In an interview, GT Capital executive vice president and chief financial officer Francisco Suarez Jr. said the 2018 group capex was significantly higher because there were bigger requirements such as the participation of its automotive arm Toyota Motor Philippines Corp. in the government’s Comprehensive Automotive Resurgence Strategy Program.
For this year, of the P51.7 billion group capex, the parent company will get P27.8 billion for investments in auto value chain and other potential businesses.
Property arm Federal Land Inc. will get P12 billion to be used for land banking and office buildings, while Toyota Motor Philippines will get P6.8 billion to bring in new models and support logistics expansion.
Its other property unit Property Co. of Friends Inc. (Pro-Friends) will get P2.3 billion, of which the bulk of the amount or P1.9 billion would be used for land.
Banking arm Metropolitan Bank & Trust Co. (Metrobank) will get P2 billion for IT system upgrades, expansion of electronic banking channels, ATM installations and other branch improvements.
The balance would be divided among the rest of the businesses.

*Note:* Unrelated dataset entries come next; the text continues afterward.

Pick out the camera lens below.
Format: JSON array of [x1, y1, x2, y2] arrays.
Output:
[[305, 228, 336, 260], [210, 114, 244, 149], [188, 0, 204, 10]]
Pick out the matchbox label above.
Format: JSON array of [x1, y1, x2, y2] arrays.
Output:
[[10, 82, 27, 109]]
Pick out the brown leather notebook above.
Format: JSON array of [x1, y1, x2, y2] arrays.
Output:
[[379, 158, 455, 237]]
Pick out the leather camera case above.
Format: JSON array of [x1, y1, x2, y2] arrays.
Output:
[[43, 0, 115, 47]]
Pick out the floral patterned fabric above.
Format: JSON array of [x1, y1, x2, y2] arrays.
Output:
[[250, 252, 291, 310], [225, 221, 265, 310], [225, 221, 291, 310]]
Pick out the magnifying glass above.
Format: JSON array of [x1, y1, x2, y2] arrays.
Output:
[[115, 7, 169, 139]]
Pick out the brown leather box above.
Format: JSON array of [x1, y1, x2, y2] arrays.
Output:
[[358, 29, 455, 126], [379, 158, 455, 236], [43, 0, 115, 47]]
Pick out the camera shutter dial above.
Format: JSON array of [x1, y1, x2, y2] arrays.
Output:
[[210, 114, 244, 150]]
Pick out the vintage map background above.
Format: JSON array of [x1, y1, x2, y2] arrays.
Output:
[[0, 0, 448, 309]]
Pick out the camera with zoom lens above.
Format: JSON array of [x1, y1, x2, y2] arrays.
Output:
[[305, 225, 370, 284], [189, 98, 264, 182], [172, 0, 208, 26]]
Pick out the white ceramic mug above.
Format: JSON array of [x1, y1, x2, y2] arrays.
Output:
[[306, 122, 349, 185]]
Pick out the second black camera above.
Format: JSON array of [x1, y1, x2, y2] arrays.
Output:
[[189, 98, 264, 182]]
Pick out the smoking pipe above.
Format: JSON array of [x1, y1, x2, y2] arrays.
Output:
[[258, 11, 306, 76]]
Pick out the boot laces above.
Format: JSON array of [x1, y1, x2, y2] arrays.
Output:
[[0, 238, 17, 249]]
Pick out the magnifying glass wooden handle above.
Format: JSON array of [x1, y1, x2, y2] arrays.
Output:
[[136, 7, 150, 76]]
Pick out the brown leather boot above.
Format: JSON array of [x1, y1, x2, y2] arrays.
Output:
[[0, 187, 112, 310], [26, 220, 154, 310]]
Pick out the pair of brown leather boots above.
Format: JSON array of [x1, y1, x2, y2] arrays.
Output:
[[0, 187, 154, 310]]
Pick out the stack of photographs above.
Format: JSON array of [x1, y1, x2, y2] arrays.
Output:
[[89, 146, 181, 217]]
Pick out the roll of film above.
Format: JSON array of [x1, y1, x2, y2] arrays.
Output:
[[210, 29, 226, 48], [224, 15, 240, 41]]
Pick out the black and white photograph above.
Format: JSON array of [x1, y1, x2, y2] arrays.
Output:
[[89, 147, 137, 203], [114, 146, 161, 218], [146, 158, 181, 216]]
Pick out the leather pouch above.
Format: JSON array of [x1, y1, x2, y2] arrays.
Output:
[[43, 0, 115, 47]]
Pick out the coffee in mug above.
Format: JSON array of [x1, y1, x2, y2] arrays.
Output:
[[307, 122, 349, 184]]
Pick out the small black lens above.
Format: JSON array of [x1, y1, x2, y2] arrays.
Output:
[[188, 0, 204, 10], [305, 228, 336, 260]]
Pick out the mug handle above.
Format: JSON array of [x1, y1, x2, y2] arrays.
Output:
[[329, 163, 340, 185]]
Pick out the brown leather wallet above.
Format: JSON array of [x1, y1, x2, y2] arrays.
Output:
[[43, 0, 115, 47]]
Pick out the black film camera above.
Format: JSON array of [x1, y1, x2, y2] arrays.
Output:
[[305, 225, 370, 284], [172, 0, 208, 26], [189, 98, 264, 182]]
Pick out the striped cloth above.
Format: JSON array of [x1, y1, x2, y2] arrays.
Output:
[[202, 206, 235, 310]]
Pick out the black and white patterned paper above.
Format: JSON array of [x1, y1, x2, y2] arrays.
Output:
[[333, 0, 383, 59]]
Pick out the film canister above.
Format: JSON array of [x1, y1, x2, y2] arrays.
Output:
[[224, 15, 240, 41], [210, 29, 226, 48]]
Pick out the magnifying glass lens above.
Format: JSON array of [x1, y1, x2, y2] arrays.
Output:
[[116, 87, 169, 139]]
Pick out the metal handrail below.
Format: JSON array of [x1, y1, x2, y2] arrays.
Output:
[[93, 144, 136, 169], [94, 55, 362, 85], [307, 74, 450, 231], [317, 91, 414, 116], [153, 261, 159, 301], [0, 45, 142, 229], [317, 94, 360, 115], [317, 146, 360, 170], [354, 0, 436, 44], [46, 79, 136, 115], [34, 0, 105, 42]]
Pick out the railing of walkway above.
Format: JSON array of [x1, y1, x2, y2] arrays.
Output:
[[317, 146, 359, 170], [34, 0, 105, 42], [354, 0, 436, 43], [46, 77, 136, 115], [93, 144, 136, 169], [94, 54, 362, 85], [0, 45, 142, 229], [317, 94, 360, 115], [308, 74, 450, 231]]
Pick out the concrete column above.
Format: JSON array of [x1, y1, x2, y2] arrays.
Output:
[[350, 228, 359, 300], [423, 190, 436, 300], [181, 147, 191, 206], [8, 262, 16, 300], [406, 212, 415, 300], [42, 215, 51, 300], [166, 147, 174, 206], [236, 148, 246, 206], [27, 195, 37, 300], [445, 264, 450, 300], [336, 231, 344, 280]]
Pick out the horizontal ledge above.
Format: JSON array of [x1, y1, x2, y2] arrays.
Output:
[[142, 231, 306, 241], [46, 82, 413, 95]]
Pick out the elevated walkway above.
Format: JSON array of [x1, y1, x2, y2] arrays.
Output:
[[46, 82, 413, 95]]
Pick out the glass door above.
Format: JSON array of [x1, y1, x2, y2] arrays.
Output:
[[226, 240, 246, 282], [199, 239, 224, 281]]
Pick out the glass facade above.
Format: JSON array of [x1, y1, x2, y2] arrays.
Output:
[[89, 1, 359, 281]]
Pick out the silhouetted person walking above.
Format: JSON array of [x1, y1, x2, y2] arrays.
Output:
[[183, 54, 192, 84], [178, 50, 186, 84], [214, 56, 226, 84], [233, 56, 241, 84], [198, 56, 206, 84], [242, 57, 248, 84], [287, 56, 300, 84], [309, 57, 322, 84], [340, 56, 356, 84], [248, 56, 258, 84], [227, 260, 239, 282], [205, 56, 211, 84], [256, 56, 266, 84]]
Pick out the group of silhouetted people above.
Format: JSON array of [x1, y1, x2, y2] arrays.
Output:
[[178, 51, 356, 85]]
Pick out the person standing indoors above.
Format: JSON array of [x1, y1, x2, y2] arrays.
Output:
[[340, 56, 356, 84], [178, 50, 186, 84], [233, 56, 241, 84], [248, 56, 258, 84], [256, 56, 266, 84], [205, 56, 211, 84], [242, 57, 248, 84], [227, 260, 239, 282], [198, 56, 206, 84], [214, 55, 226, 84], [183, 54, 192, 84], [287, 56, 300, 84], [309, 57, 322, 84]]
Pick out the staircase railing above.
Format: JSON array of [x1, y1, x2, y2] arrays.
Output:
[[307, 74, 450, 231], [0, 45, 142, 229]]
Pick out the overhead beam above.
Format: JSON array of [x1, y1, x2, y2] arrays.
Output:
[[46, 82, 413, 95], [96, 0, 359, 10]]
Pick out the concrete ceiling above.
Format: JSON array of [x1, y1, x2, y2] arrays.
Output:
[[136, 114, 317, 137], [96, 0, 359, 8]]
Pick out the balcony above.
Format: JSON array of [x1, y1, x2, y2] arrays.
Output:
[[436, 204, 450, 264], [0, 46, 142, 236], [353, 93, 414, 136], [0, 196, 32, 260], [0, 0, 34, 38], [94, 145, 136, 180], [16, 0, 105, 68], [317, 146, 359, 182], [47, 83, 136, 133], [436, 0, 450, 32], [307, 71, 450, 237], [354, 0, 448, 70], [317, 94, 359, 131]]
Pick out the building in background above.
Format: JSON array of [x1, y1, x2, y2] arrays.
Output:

Suarez said the capex would be funded by internally-generated funds and debt.
The company reported a consolidated net income of P13.4 billion last year, down six percent from P14.2 billion in 2017.
Core net income reached P13.7 billion compared to the P15 billion in the previous year.
In terms of revenues, GT Capital achieved consolidated revenues of P215.8 billion last year, down 10 percent from P239.8 billion in 2017.
GT Capital president Carmelo Maria Luza Bautista said the company was able to weather the challenges last year.
“GT Capital weathered strong headwinds in 2018 as soft vehicle unit sales were cushioned by noteworthy results in our financial services, property, and insurance businesses. Tapering inflation, declining interest rates, persistent growth in overseas Filipino remittances, and election-related spending should reboot consumer confidence. Thus, we are optimistic for the rest of 2019,” he said.
GT Capital’s businesses are Metrobank, Toyota Motor Philippines, Toyota Manila Bay Corp., Toyota Financial Services Philippines Corp., Sumisho Motor Finance Corp., GT Capital Auto Dealership Holdings Inc., Federal Land, Pro-Friends, Philippine AXA Life Insurance Corp. and Metro Pacific Investments Corp.